To Do As Adam Did by Ronald Johnson

The introduction to this book did exactly what any introduction to a selection of poetry should do: made me very, very excited to discover the poetry within. Contextualizing it in the Olsonian projective verse tradition, and then explaining how Johnson’s work evolved into the world-wide concrete poetry movement, before finally emerging into a “big” poem he imagined in the tradition of AThe Cantos, and The Maximus Poems. I was absolutely enticed, and some of my anxiety (that it was going to be all Christian/religious/transcendental poetry, given the title) was relieved.

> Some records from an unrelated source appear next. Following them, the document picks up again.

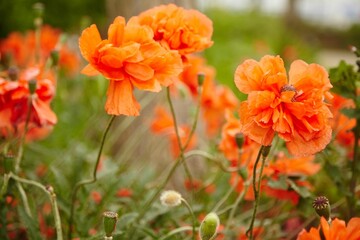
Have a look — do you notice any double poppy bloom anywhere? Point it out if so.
[0,67,57,140]
[79,5,212,116]
[235,56,332,155]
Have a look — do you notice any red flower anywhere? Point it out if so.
[235,56,332,155]
[79,17,182,116]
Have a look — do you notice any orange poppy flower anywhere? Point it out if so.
[79,17,182,116]
[132,4,213,55]
[0,68,57,140]
[151,107,197,157]
[235,56,332,155]
[297,217,360,240]
[0,25,79,73]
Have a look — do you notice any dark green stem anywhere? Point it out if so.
[68,115,116,239]
[246,146,266,240]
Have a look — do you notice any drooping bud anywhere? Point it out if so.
[8,66,19,81]
[313,196,331,221]
[261,145,271,158]
[235,133,244,149]
[103,211,118,239]
[50,50,60,67]
[33,2,44,18]
[29,79,36,94]
[160,190,182,207]
[199,212,220,240]
[198,73,205,86]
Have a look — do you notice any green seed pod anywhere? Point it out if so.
[199,212,220,240]
[103,211,118,237]
[313,196,331,221]
[198,73,205,86]
[235,133,244,149]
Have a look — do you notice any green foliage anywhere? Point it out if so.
[0,0,106,38]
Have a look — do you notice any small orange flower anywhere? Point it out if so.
[235,56,332,155]
[0,68,57,141]
[132,4,213,55]
[79,17,182,116]
[297,217,360,240]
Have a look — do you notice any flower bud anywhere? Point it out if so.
[33,2,44,18]
[235,133,244,149]
[198,73,205,86]
[103,211,118,238]
[50,50,59,67]
[199,212,220,240]
[160,190,182,207]
[8,66,19,81]
[313,196,331,221]
[261,145,271,157]
[29,79,36,94]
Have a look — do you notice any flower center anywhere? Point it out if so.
[280,84,298,102]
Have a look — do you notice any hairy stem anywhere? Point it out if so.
[68,115,116,239]
[246,146,266,240]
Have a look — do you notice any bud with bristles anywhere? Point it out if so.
[198,73,205,86]
[313,196,331,221]
[235,133,244,149]
[160,190,182,207]
[199,212,220,240]
[261,145,271,157]
[103,211,118,238]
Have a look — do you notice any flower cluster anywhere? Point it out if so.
[235,56,332,155]
[79,4,212,116]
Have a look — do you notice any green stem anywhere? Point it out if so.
[181,198,196,240]
[349,120,360,217]
[68,115,116,239]
[224,180,249,233]
[130,87,200,237]
[15,95,32,174]
[159,226,193,240]
[16,182,32,218]
[9,172,63,240]
[166,87,196,185]
[246,146,265,240]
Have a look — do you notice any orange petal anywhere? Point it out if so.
[345,218,360,240]
[105,80,140,116]
[108,16,125,47]
[125,63,154,81]
[81,64,99,76]
[79,24,101,61]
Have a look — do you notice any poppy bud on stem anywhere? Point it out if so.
[313,196,331,222]
[103,211,118,240]
[199,212,220,240]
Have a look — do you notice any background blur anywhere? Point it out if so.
[0,0,360,85]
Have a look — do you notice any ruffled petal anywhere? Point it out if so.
[105,80,140,116]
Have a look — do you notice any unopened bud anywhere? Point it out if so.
[29,79,36,94]
[235,133,244,149]
[50,50,59,67]
[33,2,44,18]
[160,190,182,207]
[198,73,205,86]
[199,212,220,240]
[261,145,271,157]
[313,196,331,221]
[103,211,118,238]
[8,66,19,81]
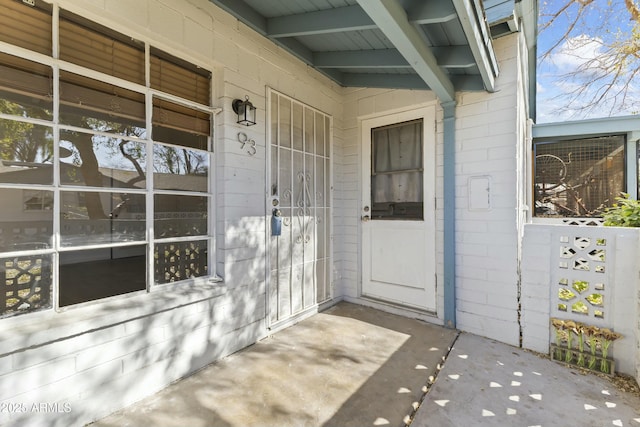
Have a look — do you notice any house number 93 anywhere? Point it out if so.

This book is a selection of the complete poems of Ronald Johnson, a poet I hadn’t heard of before this book. It starts collecting some of his early work, which I actually rather enjoyed against all odds. Influenced by the Black Mountain poets, it is a kind of American bucolic, but without the romanticization of a lost wilderness, etc. And in quite interesting language, peppered with quotations in a collaging gesture that I like a lot.

Then I sort of lose interest for a while – the concrete stuff is interesting, and in general I like exploring the possibilities of concrete poetry, but I’ve been spoiled by the successes of the Portuguese- and Spanish-language traditions of concrete poetry and so found this a little wanting. I loved the idea of an ekphrastic poem for a piece of music (an idea I’ve been contemplating in recent weeks) but didn’t think the concrete form was the best for the idea.

Then, into ARK, the “big” poem, selections of which take up about 1/3 of the collection. It was….fine. I loved BEAM 30, ‘The Garden’ from which the title of the collection is taken. But BEAM 21, 22, 23 which includes a kind of acrostic of the Psalms, grew tedious. And the ARK poems didn’t hold my attention either. The nearly randomly juxtaposed lines didn’t open to possibility in the way I’d hoped for. There was something almost arbitrary about them.

Anyways, I’ll be discussing this book with some friends later today so perhaps my understanding of it will change based on their insights. I loved a couple of poems in the collection: The Unfoldings, and BEAM 30. I found some absolutely stunning phrases and ideas peppered throughout. But as a whole I felt something ineffable was lacking.